Return the number of valid splits in nums.

Example 1:

Input: nums = [10,4,-8,7]
Output: 2
Explanation:
There are three ways of splitting nums into two non-empty parts:
- Split nums at index 0. Then, the first part is [10], and its sum is 10. The second part is [4,-8,7], and its sum is 3. Since 10 >= 3, i = 0 is a valid split.
- Split nums at index 1. Then, the first part is [10,4], and its sum is 14. The second part is [-8,7], and its sum is -1. Since 14 >= -1, i = 1 is a valid split.
- Split nums at index 2. Then, the first part is [10,4,-8], and its sum is 6. The second part is [7], and its sum is 7. Since 6 < 7, i = 2 is not a valid split.
Thus, the number of valid splits in nums is 2.

Example 2:

Input: nums = [2,3,1,0]
Output: 2
Explanation:
There are two valid splits in nums:
- Split nums at index 1. Then, the first part is [2,3], and its sum is 5. The second part is [1,0], and its sum is 1. Since 5 >= 1, i = 1 is a valid split.
- Split nums at index 2. Then, the first part is [2,3,1], and its sum is 6. The second part is [0], and its sum is 0. Since 6 >= 0, i = 2 is a valid split.

Constraints:

• 2 <= nums.length <= 105
• -105 <= nums[i] <= 105

Approach 01:

#include <vector>
using namespace std;

class Solution {
public:
    int waysToSplitArray(vector<int>& nums) {
        int n = nums.size();
        vector<long long> prefixSum(n + 1, 0);

        // Compute the prefix sum where prefixSum[i] holds the sum of elements from nums[0] to nums[i-1]
        for (int i = 0; i < n; ++i) {
            prefixSum[i + 1] = prefixSum[i] + nums[i];
        }

        long long totalSum = prefixSum[n];
        long long validSplitCount = 0;

        // Check each position for a valid split
        for (int i = 0; i < n - 1; i++) {
            if (prefixSum[i + 1] >= (totalSum - prefixSum[i + 1])) {
                ++validSplitCount;
            }
        }

        return validSplitCount;
    }
};

from typing import List

class Solution:
    def waysToSplitArray(self, nums: List[int]) -> int:
        n = len(nums)
        prefixSum = [0] * (n + 1)

        # Compute the prefix sum where prefixSum[i] holds the sum of elements from nums[0] to nums[i-1]
        for i in range(n):
            prefixSum[i + 1] = prefixSum[i] + nums[i]

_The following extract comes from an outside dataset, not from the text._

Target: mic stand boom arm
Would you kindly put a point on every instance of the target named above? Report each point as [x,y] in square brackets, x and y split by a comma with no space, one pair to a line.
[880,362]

        totalSum = prefixSum[n]
        validSplitCount = 0

        # Check each position for a valid split
        for i in range(n - 1):
            if prefixSum[i + 1] >= (totalSum - prefixSum[i + 1]):
                validSplitCount += 1

        return validSplitCount

Time Complexity:

• Prefix Sum Calculation:
  • The prefix sum is calculated by iterating over the array once. This step has a time complexity of \( O(n) \), where \( n \) is the size of the input array nums.
• Valid Split Check:
  • The valid split check involves iterating through the array once again (up to \( n – 1 \) positions), which takes \( O(n) \) time.
• Overall Time Complexity:

  \( O(n) \), where \( n \) is the size of the input array nums.

Space Complexity:

• Prefix Sum Array:
  • The space complexity is dominated by the prefixSum array, which stores cumulative sums and has a size of \( O(n) \).
• Auxiliary Variables:
  • The auxiliary variables totalSum and validSplitCount require \( O(1) \) space.
• Overall Space Complexity:

  \( O(n) \), due to the space required for the prefix sum array.